On reaching Blackheath, they were met by royal officials aiming to persuade them to return home. This failed. The protest progressed through the city, destroying palaces, law books, buildings in the Temple and killing any royal officials they by chance encountered. The next day, the fourteen year old King Richard met the rebels at Mile End agreeing to all their demands. This only momentarily placated the peasants, who continued on their path of wanton destruction, taking the Tower of London. So the kings agreement of the previous day, was definitely off. Two days later a militia captured Wat Tyler and other rebel leaders, killing them all. By then the revolt was spreading into East Anglia, the Midlands and North as far as York. What followed was a swift and brutal suppression across the entire country to extinguish any remaining fires of revolt.

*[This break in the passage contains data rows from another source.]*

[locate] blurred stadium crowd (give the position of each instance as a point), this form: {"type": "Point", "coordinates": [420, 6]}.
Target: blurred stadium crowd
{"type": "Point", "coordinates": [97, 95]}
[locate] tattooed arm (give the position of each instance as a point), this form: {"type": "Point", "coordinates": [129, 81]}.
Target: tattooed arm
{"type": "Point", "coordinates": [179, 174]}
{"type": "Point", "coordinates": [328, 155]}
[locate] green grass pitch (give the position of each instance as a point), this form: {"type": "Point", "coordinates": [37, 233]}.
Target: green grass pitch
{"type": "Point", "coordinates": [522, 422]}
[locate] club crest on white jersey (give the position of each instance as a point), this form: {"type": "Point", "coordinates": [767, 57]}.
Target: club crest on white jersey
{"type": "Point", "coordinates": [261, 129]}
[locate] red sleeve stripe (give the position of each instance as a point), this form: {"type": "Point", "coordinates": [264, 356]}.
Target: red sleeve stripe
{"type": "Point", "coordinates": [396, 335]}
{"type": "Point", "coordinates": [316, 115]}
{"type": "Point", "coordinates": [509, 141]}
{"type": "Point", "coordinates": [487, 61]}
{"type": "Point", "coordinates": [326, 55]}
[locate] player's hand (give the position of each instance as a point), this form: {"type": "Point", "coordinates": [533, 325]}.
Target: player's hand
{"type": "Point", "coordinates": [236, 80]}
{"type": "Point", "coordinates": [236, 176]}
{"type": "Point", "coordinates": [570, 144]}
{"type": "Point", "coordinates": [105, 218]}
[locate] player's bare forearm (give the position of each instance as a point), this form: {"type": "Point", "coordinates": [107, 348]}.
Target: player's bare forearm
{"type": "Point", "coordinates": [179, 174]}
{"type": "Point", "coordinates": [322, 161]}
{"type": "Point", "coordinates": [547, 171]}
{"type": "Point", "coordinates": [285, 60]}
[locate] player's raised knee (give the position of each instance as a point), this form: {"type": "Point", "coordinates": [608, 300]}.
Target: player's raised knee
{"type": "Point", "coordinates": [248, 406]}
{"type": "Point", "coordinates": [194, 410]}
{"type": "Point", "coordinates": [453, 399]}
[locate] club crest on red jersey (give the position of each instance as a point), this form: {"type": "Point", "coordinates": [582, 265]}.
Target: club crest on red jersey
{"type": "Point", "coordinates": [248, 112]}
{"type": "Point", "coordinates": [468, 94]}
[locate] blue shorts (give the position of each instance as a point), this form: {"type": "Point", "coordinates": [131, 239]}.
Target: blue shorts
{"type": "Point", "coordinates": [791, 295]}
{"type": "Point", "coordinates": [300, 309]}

On the surface The Peasant's Revolt, achieved none of its stated aims. But what it did do was exemplify to ordinary people the power of collective protest. Also, it gave them a sense for how near traditional economic and social hierarchies were to collapsing. Social class began to feel it was not so rigidly fixed as previously. Deference towards nobility could no longer be assumed. This was of deep concern to the institutions of the establishment. There were now consequences for taking the compliance of their citizens too much for granted. 

As is often the case when those in authority lose public credibility, they never capitulate fully, as this might look weak and set a dangerous precedence. So they do only the absolute minimum to save face. The whole idea of the poll tax was in effect unenforceable, so was quietly dropped. The unpopular expensive foreign war was scaled back momentarily. And whilst serfdom continued, it was actually already in decline, as a knock on consequence of severe famine and plague. By the 15th century serfdom had totally vanished.

For the ordinary folk of England, the Peasant's Revolt, in the future, became the role model for what power, agency and acting collectively in great numbers, looked like. And increasingly over the next century they would return to flexing their right to protest in this way. To actively campaign for things to either cease, be restored or changed. Heads could now roll.